Another huge leap, both 'presented as conclusions'. However he then continues to indicate these are just hypotheses: "These hypotheses are consistent with the dates of the tombs..."
So his English language use of presenting things factually does not indicate certainty in the way the words would be used in everyday speech. He seems to perhaps misunderstand the force of the terms, but also appears to be working within the context of the conversation with other archeologists I mentioned to start: They all know every affirmation is as "probably", rarely anything more. So it is relatively common shorthand of the craft in that sense.
I believe you are overthinking his responses to other authors, although I understand the culture shock. It is an ongoing conversation and archeologists tend to be blunt in their assessments. Add Greek bluntness on top of this, and it does not seem to matter to the material.

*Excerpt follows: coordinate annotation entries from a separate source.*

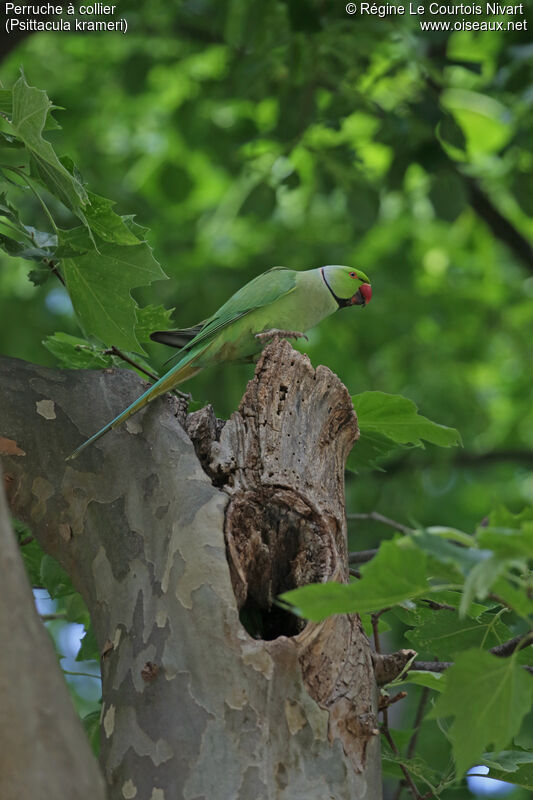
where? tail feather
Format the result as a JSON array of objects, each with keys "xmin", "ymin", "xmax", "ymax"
[{"xmin": 66, "ymin": 353, "xmax": 202, "ymax": 461}]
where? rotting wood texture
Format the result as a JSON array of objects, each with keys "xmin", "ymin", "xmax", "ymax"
[{"xmin": 0, "ymin": 342, "xmax": 381, "ymax": 800}]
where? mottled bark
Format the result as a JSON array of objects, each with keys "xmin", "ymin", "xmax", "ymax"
[
  {"xmin": 0, "ymin": 462, "xmax": 105, "ymax": 800},
  {"xmin": 0, "ymin": 343, "xmax": 381, "ymax": 800}
]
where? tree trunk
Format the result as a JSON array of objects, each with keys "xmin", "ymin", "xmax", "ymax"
[
  {"xmin": 0, "ymin": 342, "xmax": 381, "ymax": 800},
  {"xmin": 0, "ymin": 462, "xmax": 105, "ymax": 800}
]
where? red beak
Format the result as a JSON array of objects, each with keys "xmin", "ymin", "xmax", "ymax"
[{"xmin": 352, "ymin": 283, "xmax": 372, "ymax": 306}]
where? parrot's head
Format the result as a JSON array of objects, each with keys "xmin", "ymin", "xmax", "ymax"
[{"xmin": 321, "ymin": 265, "xmax": 372, "ymax": 308}]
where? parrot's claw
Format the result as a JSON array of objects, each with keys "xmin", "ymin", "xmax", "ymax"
[{"xmin": 255, "ymin": 328, "xmax": 309, "ymax": 344}]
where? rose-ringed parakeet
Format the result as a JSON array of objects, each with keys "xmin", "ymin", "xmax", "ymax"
[{"xmin": 69, "ymin": 266, "xmax": 372, "ymax": 459}]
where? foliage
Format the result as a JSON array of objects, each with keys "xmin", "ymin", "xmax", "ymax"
[
  {"xmin": 0, "ymin": 0, "xmax": 533, "ymax": 798},
  {"xmin": 281, "ymin": 508, "xmax": 533, "ymax": 796}
]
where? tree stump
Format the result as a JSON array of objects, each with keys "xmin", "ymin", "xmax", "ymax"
[{"xmin": 0, "ymin": 342, "xmax": 381, "ymax": 800}]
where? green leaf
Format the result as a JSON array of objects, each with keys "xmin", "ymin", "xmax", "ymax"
[
  {"xmin": 428, "ymin": 650, "xmax": 533, "ymax": 777},
  {"xmin": 352, "ymin": 392, "xmax": 461, "ymax": 447},
  {"xmin": 10, "ymin": 75, "xmax": 88, "ymax": 217},
  {"xmin": 281, "ymin": 538, "xmax": 429, "ymax": 622},
  {"xmin": 390, "ymin": 670, "xmax": 446, "ymax": 692},
  {"xmin": 405, "ymin": 609, "xmax": 513, "ymax": 661},
  {"xmin": 43, "ymin": 333, "xmax": 114, "ymax": 369},
  {"xmin": 85, "ymin": 192, "xmax": 144, "ymax": 245},
  {"xmin": 135, "ymin": 306, "xmax": 174, "ymax": 342},
  {"xmin": 60, "ymin": 228, "xmax": 166, "ymax": 350},
  {"xmin": 413, "ymin": 528, "xmax": 478, "ymax": 571},
  {"xmin": 0, "ymin": 89, "xmax": 13, "ymax": 117},
  {"xmin": 76, "ymin": 625, "xmax": 100, "ymax": 661}
]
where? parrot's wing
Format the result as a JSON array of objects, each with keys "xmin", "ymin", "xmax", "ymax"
[
  {"xmin": 150, "ymin": 320, "xmax": 205, "ymax": 349},
  {"xmin": 162, "ymin": 267, "xmax": 298, "ymax": 350}
]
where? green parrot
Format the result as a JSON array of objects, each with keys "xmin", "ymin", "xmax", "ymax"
[{"xmin": 67, "ymin": 266, "xmax": 372, "ymax": 460}]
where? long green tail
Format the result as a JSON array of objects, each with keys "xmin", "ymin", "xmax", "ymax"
[{"xmin": 66, "ymin": 353, "xmax": 202, "ymax": 461}]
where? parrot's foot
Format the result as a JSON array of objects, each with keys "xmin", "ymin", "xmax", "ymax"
[{"xmin": 255, "ymin": 328, "xmax": 309, "ymax": 344}]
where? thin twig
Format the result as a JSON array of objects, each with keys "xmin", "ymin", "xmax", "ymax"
[
  {"xmin": 62, "ymin": 669, "xmax": 102, "ymax": 681},
  {"xmin": 102, "ymin": 345, "xmax": 191, "ymax": 400},
  {"xmin": 409, "ymin": 661, "xmax": 453, "ymax": 672},
  {"xmin": 420, "ymin": 597, "xmax": 457, "ymax": 611},
  {"xmin": 378, "ymin": 690, "xmax": 407, "ymax": 711},
  {"xmin": 346, "ymin": 511, "xmax": 413, "ymax": 533},
  {"xmin": 381, "ymin": 708, "xmax": 422, "ymax": 800},
  {"xmin": 409, "ymin": 650, "xmax": 533, "ymax": 675},
  {"xmin": 407, "ymin": 686, "xmax": 430, "ymax": 758},
  {"xmin": 103, "ymin": 345, "xmax": 159, "ymax": 381},
  {"xmin": 489, "ymin": 631, "xmax": 533, "ymax": 658},
  {"xmin": 370, "ymin": 606, "xmax": 391, "ymax": 654},
  {"xmin": 43, "ymin": 258, "xmax": 67, "ymax": 287}
]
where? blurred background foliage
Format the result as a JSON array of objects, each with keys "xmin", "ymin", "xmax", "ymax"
[{"xmin": 0, "ymin": 0, "xmax": 533, "ymax": 798}]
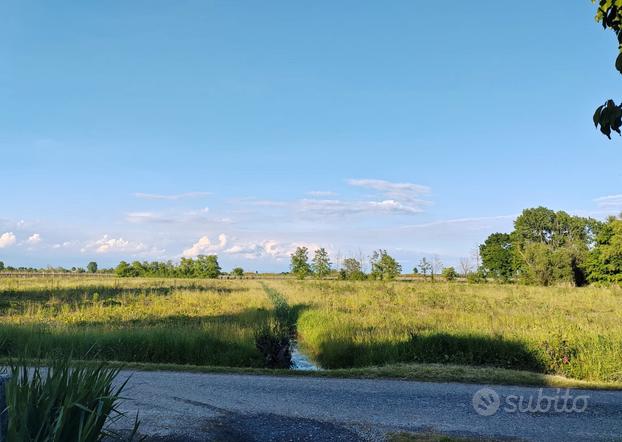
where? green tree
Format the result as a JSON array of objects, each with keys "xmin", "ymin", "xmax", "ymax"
[
  {"xmin": 114, "ymin": 261, "xmax": 133, "ymax": 278},
  {"xmin": 479, "ymin": 233, "xmax": 514, "ymax": 281},
  {"xmin": 442, "ymin": 267, "xmax": 460, "ymax": 281},
  {"xmin": 370, "ymin": 249, "xmax": 402, "ymax": 281},
  {"xmin": 592, "ymin": 0, "xmax": 622, "ymax": 139},
  {"xmin": 340, "ymin": 258, "xmax": 367, "ymax": 281},
  {"xmin": 193, "ymin": 255, "xmax": 221, "ymax": 278},
  {"xmin": 290, "ymin": 247, "xmax": 311, "ymax": 279},
  {"xmin": 419, "ymin": 258, "xmax": 432, "ymax": 279},
  {"xmin": 586, "ymin": 217, "xmax": 622, "ymax": 284},
  {"xmin": 512, "ymin": 207, "xmax": 602, "ymax": 286},
  {"xmin": 311, "ymin": 248, "xmax": 332, "ymax": 278}
]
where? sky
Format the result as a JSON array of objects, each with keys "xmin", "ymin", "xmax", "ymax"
[{"xmin": 0, "ymin": 0, "xmax": 622, "ymax": 271}]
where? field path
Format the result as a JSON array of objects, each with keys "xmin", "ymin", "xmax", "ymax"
[{"xmin": 109, "ymin": 371, "xmax": 622, "ymax": 441}]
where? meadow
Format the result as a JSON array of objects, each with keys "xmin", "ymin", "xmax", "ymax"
[{"xmin": 0, "ymin": 277, "xmax": 622, "ymax": 382}]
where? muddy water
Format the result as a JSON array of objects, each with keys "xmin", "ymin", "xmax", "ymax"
[{"xmin": 292, "ymin": 341, "xmax": 321, "ymax": 371}]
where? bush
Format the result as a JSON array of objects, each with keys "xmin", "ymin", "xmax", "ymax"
[
  {"xmin": 6, "ymin": 358, "xmax": 138, "ymax": 442},
  {"xmin": 443, "ymin": 267, "xmax": 460, "ymax": 281},
  {"xmin": 255, "ymin": 322, "xmax": 292, "ymax": 368}
]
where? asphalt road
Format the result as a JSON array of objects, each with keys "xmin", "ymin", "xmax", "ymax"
[{"xmin": 109, "ymin": 371, "xmax": 622, "ymax": 442}]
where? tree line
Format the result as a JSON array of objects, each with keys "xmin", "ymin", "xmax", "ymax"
[
  {"xmin": 0, "ymin": 207, "xmax": 622, "ymax": 286},
  {"xmin": 478, "ymin": 207, "xmax": 622, "ymax": 286}
]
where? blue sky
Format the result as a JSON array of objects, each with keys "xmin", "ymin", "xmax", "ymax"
[{"xmin": 0, "ymin": 0, "xmax": 622, "ymax": 271}]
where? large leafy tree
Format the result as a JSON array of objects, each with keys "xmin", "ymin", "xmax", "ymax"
[
  {"xmin": 587, "ymin": 217, "xmax": 622, "ymax": 284},
  {"xmin": 370, "ymin": 249, "xmax": 402, "ymax": 281},
  {"xmin": 592, "ymin": 0, "xmax": 622, "ymax": 139},
  {"xmin": 512, "ymin": 207, "xmax": 601, "ymax": 285},
  {"xmin": 339, "ymin": 258, "xmax": 367, "ymax": 281},
  {"xmin": 289, "ymin": 247, "xmax": 311, "ymax": 279},
  {"xmin": 479, "ymin": 233, "xmax": 514, "ymax": 281},
  {"xmin": 311, "ymin": 248, "xmax": 331, "ymax": 278}
]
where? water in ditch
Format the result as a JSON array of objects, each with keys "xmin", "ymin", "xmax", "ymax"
[{"xmin": 292, "ymin": 341, "xmax": 321, "ymax": 371}]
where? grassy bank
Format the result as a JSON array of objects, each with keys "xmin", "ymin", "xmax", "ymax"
[
  {"xmin": 0, "ymin": 278, "xmax": 622, "ymax": 386},
  {"xmin": 271, "ymin": 281, "xmax": 622, "ymax": 382},
  {"xmin": 0, "ymin": 279, "xmax": 273, "ymax": 367}
]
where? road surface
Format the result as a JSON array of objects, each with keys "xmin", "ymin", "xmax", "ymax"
[{"xmin": 115, "ymin": 371, "xmax": 622, "ymax": 442}]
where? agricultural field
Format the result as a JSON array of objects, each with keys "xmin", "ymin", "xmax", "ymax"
[{"xmin": 0, "ymin": 277, "xmax": 622, "ymax": 382}]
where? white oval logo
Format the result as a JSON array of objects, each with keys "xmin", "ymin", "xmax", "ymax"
[{"xmin": 473, "ymin": 388, "xmax": 501, "ymax": 416}]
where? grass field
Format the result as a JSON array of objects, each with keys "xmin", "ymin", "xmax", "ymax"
[{"xmin": 0, "ymin": 277, "xmax": 622, "ymax": 382}]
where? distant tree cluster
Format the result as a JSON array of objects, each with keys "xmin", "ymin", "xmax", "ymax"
[
  {"xmin": 290, "ymin": 247, "xmax": 402, "ymax": 281},
  {"xmin": 115, "ymin": 255, "xmax": 222, "ymax": 278},
  {"xmin": 0, "ymin": 261, "xmax": 108, "ymax": 274},
  {"xmin": 479, "ymin": 207, "xmax": 622, "ymax": 286}
]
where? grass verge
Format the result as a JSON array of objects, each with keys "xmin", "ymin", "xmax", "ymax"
[{"xmin": 0, "ymin": 358, "xmax": 622, "ymax": 390}]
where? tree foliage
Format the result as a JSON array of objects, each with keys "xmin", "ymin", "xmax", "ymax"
[
  {"xmin": 587, "ymin": 218, "xmax": 622, "ymax": 284},
  {"xmin": 311, "ymin": 248, "xmax": 331, "ymax": 278},
  {"xmin": 479, "ymin": 233, "xmax": 514, "ymax": 282},
  {"xmin": 480, "ymin": 207, "xmax": 602, "ymax": 286},
  {"xmin": 592, "ymin": 0, "xmax": 622, "ymax": 139},
  {"xmin": 339, "ymin": 258, "xmax": 367, "ymax": 281},
  {"xmin": 115, "ymin": 255, "xmax": 221, "ymax": 278},
  {"xmin": 290, "ymin": 247, "xmax": 311, "ymax": 279},
  {"xmin": 370, "ymin": 249, "xmax": 402, "ymax": 281},
  {"xmin": 419, "ymin": 258, "xmax": 432, "ymax": 278},
  {"xmin": 442, "ymin": 266, "xmax": 460, "ymax": 281}
]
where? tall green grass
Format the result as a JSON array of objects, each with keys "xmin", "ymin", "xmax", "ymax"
[
  {"xmin": 0, "ymin": 278, "xmax": 271, "ymax": 367},
  {"xmin": 270, "ymin": 281, "xmax": 622, "ymax": 382},
  {"xmin": 6, "ymin": 358, "xmax": 138, "ymax": 442}
]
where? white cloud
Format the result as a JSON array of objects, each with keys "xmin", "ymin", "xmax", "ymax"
[
  {"xmin": 134, "ymin": 192, "xmax": 212, "ymax": 201},
  {"xmin": 594, "ymin": 194, "xmax": 622, "ymax": 209},
  {"xmin": 224, "ymin": 239, "xmax": 320, "ymax": 260},
  {"xmin": 26, "ymin": 233, "xmax": 41, "ymax": 246},
  {"xmin": 298, "ymin": 199, "xmax": 423, "ymax": 216},
  {"xmin": 126, "ymin": 212, "xmax": 175, "ymax": 224},
  {"xmin": 81, "ymin": 235, "xmax": 148, "ymax": 254},
  {"xmin": 307, "ymin": 190, "xmax": 337, "ymax": 196},
  {"xmin": 347, "ymin": 178, "xmax": 430, "ymax": 200},
  {"xmin": 0, "ymin": 232, "xmax": 17, "ymax": 249},
  {"xmin": 182, "ymin": 233, "xmax": 228, "ymax": 258}
]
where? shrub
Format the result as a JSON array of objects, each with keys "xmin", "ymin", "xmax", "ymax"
[
  {"xmin": 6, "ymin": 358, "xmax": 138, "ymax": 442},
  {"xmin": 255, "ymin": 322, "xmax": 292, "ymax": 368},
  {"xmin": 443, "ymin": 267, "xmax": 460, "ymax": 281}
]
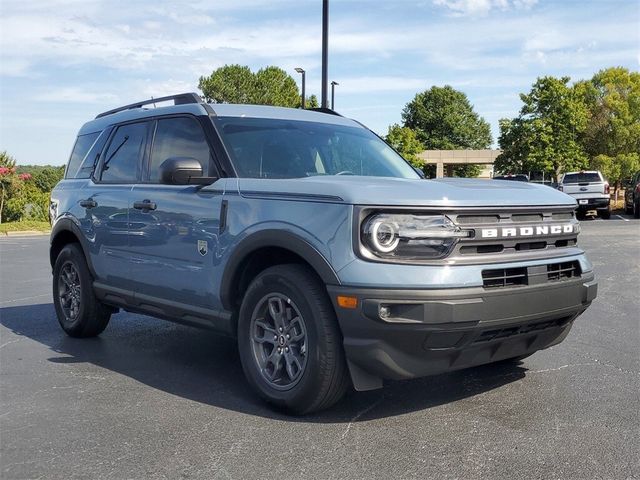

As to your last question, is this legitimate research? The answer overall appears to be yes, although I could see several points (such as the identification of artists I quoted above, and various items I noticed), which I would never have put into ink the way he did. Still, most of his arguments are compelling. It is a shame that the aggressiveness of a few affirmations detract from the overall value of his work. Archeology is not code nor is it physics. It does not pursue universal truths that are more easy to verify through repeated experiments, but unique historical ones which necessarily attempt to interweave physical details and ancient historical records. Each field has its own level of certainty, and the fact that we cannot establish these details with the same certainty as we can establish the chemical formula for water does not make them useless, or pure inventions. Far from it.